Il y a beaucoup des choses en train de se perdre dans nos traditions, comme les savoir-faire, les systèmes de gouvernance et de gestion chez les Amazighs. Et parmi les formes de résistance pour faire face à ça, on considère fondamentale pratiquer la solidarité, qui est un de nos valeurs.
À travers du groupe d’Azul, nous avons organisé des opérations et des campagnes de solidarité pour soutenir des communautés en détresse mais aussi pour faire revivre des savoir-faire ancestraux relatifs au travail de la laine, relancer la « Tiwiza » / travail communautaire dans les champs en aidant des petits agriculteurs à préserver les semences endémiques et à éviter les graines OGM.
Autre défi de taille c’est la sécurité des communautés et la défense des défenseurs, car depuis la pandémie nous assistons à une régression des droits de l’Homme qui pèse de tout son poids sur nos conditions au quotidien.
Tous ces défis ne nous découragent pas. Ils nous permettent d’avoir encore plus de force pour continuer à lutter pour nos droits et ne pas laisser les mêmes traumatismes qu’on a vécu en héritage à nos enfants. Cet espoir, d’une vie meilleure pour les générations futures, c’est ce qui nous fait vivre et c’est notre moteur.
Grâce aux plaidoyers, mais aussi grâce aux valeurs que Azul et tous ses membres (les azuliens) véhiculent, aujourd’hui nous avons beaucoup d’amis du monde entier qui sont solidaires avec nous, apprécient ce que nous faisons, nous soutiennent et respectent notre combat.

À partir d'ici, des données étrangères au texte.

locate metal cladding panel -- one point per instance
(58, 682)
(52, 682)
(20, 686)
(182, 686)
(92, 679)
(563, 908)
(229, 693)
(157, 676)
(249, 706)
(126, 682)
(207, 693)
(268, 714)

Cette solidarité nous fait du bien aussi et c’est très important à nos yeux. Nous sommes un peuple pacifiste et nous sommes solidaires avec tous les peuples de la Terre qui vivent les mêmes choses que nous. Nos conditions nous rapprochent des autres autochtones du monde que nous côtoyons pour le plaidoyer au niveau global et cela malgré la différence de langues, de régions, de religions, de couleurs, de pays etc., nos problématiques en tant que autochtones sont similaires.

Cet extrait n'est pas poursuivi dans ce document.